“Silent Night” is said to be the most popular Christmas hymn around the world, and the story of how that hymn was written is portrayed in the new film Silent Night, written and directed by Christian Vuissa (One Good Man, The Errand of Angels, Joseph Smith: Plates of Gold). Silent Night is currently available on DVD, and for online streaming at BYUtv.
When young Joseph Mohr walks into the small town of Oberndorf, Austria in 1818 to serve as the assistant priest, he finds a town bound by old traditions and with clearly defined social classes. As an illegitimate child raised by a single mom himself, Mohr finds it easy to empathize with the poor and downtrodden even while some of his religious peers reject and despise them. Mohr goes to work among the local underclass immediately, easing their burdens and striving to revitalize attendance at Sunday services. However, he soon finds his compassion and inclusiveness bring him into conflict with local traditions.
Those traditions dictate that songs and sermons be in Latin rather than German, despite the obvious obstacle for the non-Latin-speaking populace. Women are not allowed to sing in church choirs at all. Mohr’s aspiration to be inclusive (as the Savior was) arises the ire of “old school” congregation members, including his superior who informs him that he should not be “associating with sinners”. As he prepares for what he hopes is an inspiring Christmas musical performance of his new hymn, Mohr struggles to change hearts and provide hope to those who need it.
Like Christian Vuissa’s other films, Silent Night is well-produced with some beautiful scenery (shot on location in Vuissa’s native Austria). The writing is basic and there’s little energy or action — also in common with Vuissa’s other films. Like his previous movie The Letter Writer, though, the material here is simple enough not to require anything more than what Vuissa gives it. Silent Night is a solid if unexceptional film, and succeeds mostly on the strength of its lead character with some good music thrown in as well.
The heart of the film, Joseph Mohr works tirelessly to include everyone in God’s embrace regardless of current or past circumstances. He is not portrayed as perfect – his micromanagement of the music process tends to alienate his writing partner, and his deepening feelings for a local woman and her son provides familial temptations away from his vows as a clergyman. However, his goodness and Christ-like love for everyone around him makes him an inspiring character. It’s unfortunate that the supporting characters are broadly drawn and not well-written — especially Mohr’s hard-lined superior, who from his first sentence of spoken dialogue sneers at the idea of “helping the poor” and views the fact that the Latin sermons exclude them to be a feature of the Church, not a bug. (When Mohr quotes scripture to the contrary, he gets another sneer: “Quoting scripture? Is that what they teach in seminary these days?”)

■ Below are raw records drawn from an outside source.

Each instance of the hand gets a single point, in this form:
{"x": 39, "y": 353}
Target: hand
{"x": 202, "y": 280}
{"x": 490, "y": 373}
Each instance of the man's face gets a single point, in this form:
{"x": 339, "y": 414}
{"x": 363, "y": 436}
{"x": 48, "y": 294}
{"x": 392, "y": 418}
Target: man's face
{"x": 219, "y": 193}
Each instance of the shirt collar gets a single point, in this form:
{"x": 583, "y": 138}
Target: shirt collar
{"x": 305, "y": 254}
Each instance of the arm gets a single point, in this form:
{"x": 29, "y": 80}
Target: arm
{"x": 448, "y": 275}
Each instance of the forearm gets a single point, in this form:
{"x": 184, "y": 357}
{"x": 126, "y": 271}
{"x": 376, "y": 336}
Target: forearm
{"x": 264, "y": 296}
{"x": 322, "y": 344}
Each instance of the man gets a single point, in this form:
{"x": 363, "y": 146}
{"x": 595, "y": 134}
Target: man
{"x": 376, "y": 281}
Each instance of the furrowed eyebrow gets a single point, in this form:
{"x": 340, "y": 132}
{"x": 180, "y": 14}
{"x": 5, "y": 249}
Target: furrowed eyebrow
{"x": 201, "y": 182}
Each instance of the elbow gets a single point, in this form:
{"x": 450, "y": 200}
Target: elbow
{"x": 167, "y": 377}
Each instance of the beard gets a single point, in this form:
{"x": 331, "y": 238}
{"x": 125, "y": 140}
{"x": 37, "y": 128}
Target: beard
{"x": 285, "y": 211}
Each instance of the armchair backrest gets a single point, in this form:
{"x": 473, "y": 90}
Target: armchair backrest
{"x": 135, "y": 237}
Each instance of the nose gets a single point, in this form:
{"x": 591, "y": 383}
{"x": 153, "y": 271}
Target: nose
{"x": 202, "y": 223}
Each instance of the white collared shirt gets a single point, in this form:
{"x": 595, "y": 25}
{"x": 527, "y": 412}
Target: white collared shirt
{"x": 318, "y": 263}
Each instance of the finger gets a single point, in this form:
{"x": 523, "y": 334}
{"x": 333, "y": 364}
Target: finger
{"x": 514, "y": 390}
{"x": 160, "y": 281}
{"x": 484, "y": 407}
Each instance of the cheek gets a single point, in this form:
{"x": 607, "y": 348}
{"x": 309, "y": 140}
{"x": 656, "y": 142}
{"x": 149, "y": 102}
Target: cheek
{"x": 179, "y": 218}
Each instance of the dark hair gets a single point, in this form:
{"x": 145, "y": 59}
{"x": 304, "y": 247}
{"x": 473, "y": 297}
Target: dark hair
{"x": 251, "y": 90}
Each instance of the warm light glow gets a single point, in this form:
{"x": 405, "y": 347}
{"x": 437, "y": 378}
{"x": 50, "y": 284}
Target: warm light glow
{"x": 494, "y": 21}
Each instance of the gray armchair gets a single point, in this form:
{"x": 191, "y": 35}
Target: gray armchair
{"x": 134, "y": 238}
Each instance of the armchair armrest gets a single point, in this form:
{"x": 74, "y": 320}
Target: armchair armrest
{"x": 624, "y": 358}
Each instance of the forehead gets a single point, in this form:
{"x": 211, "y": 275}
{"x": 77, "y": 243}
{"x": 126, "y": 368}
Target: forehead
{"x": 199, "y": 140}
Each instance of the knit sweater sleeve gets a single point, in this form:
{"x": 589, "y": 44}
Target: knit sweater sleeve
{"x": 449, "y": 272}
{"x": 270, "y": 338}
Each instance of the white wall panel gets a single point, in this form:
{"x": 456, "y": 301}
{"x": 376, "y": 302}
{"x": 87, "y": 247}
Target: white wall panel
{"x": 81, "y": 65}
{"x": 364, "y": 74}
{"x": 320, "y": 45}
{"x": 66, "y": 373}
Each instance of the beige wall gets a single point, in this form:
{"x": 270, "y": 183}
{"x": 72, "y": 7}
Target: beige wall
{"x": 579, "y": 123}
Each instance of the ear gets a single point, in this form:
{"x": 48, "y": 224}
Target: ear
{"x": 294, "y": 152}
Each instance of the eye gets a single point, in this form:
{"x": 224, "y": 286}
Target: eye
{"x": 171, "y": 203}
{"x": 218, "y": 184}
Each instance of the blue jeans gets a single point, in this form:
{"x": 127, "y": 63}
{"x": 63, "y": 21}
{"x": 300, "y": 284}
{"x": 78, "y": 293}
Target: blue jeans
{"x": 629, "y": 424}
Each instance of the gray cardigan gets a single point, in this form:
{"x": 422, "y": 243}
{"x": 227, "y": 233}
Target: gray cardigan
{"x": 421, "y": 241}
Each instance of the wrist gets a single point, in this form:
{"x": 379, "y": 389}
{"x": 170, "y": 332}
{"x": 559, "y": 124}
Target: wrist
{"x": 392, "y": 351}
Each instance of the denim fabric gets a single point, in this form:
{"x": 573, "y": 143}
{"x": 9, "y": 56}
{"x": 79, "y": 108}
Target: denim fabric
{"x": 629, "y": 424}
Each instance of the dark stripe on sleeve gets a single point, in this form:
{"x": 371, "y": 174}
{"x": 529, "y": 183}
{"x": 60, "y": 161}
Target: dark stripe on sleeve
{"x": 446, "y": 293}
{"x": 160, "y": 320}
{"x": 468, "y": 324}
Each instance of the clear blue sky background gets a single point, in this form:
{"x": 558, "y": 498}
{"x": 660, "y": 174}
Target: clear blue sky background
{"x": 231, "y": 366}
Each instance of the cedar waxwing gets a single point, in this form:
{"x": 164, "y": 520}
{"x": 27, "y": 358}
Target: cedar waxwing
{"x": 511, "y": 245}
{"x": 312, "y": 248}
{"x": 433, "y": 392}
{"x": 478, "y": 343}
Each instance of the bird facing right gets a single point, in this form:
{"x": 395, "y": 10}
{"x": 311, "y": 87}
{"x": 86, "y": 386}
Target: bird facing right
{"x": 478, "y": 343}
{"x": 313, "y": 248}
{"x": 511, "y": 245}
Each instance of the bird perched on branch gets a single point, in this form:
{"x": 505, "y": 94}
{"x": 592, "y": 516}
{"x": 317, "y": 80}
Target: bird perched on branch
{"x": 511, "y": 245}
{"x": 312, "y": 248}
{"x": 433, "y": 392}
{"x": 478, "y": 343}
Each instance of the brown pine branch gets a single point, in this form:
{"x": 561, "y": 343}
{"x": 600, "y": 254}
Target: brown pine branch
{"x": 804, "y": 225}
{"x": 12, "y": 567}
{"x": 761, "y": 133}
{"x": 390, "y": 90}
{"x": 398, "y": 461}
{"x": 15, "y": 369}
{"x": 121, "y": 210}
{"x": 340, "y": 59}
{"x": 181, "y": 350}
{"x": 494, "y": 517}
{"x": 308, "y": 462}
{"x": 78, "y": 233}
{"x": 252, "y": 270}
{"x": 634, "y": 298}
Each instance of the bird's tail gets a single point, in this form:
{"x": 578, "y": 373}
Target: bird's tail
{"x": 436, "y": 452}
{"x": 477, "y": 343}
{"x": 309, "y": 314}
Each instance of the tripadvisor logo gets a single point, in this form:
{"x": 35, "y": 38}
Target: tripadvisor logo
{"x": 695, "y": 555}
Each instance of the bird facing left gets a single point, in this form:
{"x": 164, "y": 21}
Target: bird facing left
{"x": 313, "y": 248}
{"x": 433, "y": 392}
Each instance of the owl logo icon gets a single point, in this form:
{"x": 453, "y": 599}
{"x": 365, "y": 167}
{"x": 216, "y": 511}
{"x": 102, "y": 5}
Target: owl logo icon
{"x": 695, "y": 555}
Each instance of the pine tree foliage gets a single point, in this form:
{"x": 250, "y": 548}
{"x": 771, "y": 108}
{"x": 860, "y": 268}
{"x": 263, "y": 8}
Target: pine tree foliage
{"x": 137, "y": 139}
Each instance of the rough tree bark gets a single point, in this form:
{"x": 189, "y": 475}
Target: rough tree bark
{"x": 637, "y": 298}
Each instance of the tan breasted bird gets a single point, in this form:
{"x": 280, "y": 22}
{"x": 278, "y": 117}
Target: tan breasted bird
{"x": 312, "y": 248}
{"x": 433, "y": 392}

As with any film by an LDS writer or director, it’s natural to look for any kind of Mormon subtext, even in a fact-based story featuring Catholic characters. Mohr’s primary goal to get more people to “attend church” is more of an obvious nod to LDS philosophy rather than Catholic philosophy. And certainly Mohr’s “forbidden” attraction to a local woman and her son would draw a different response from an LDS context (where marriage is encouraged if not required for Church leaders) than a Catholic one.
When Mohr shares with his friend his complaints that the (Catholic) Church “is not doing enough to alleviate the suffering of the people”, and that they don’t work to “offer hope and compassion, only to protect its authority”, it’s hard to tell if Vuissa is saying this (a) innocently, without any intention of linking these comments to the LDS Church today, (b) a direct attempt to remind current LDS that they should be heeding this same advice, or (c) an “apologetic” response to LDS critics who say the above, with Mohr’s friend’s response being “YOU [the individual] are the church; YOU are the message of hope and compassion”. Or perhaps (d) none of the above, where Vuissa has no direct motive in mind and has allowed viewers to interpret it however they prefer.
It’s ironic (in a circumstantial sense) that I happened to view Silent Night the same weekend as the “Wear Pants To Church” controversy, along with the accompanying discussions of What It All Means. A film featuring women being blocked from singing in church because “that’s just not how things are done here” forms an interesting juxtaposition in broader LDS Church history where women have only been in recent decades allowed to pray in church or speak in General Conference — or current women being told by conservative members they can ‘kinda sorta wear pants to church services but if you loved the Savior you wouldn’t’.
Certainly there are many parallels in Catholic and Mormon history where “old-school” traditions clashed with new progressive thought, and Vuissa may not have intended Silent Night to try to invoke or resolve those debates. Possibly Vuissa simply found the story of Joseph Mohr — a good man doing his best to bring the love of God to his fellow man regardless of circumstance — compelling and wanted to bring his story to the screen. To that extent, he has succeeded, and the fact that there’s also good music involved is just a bonus.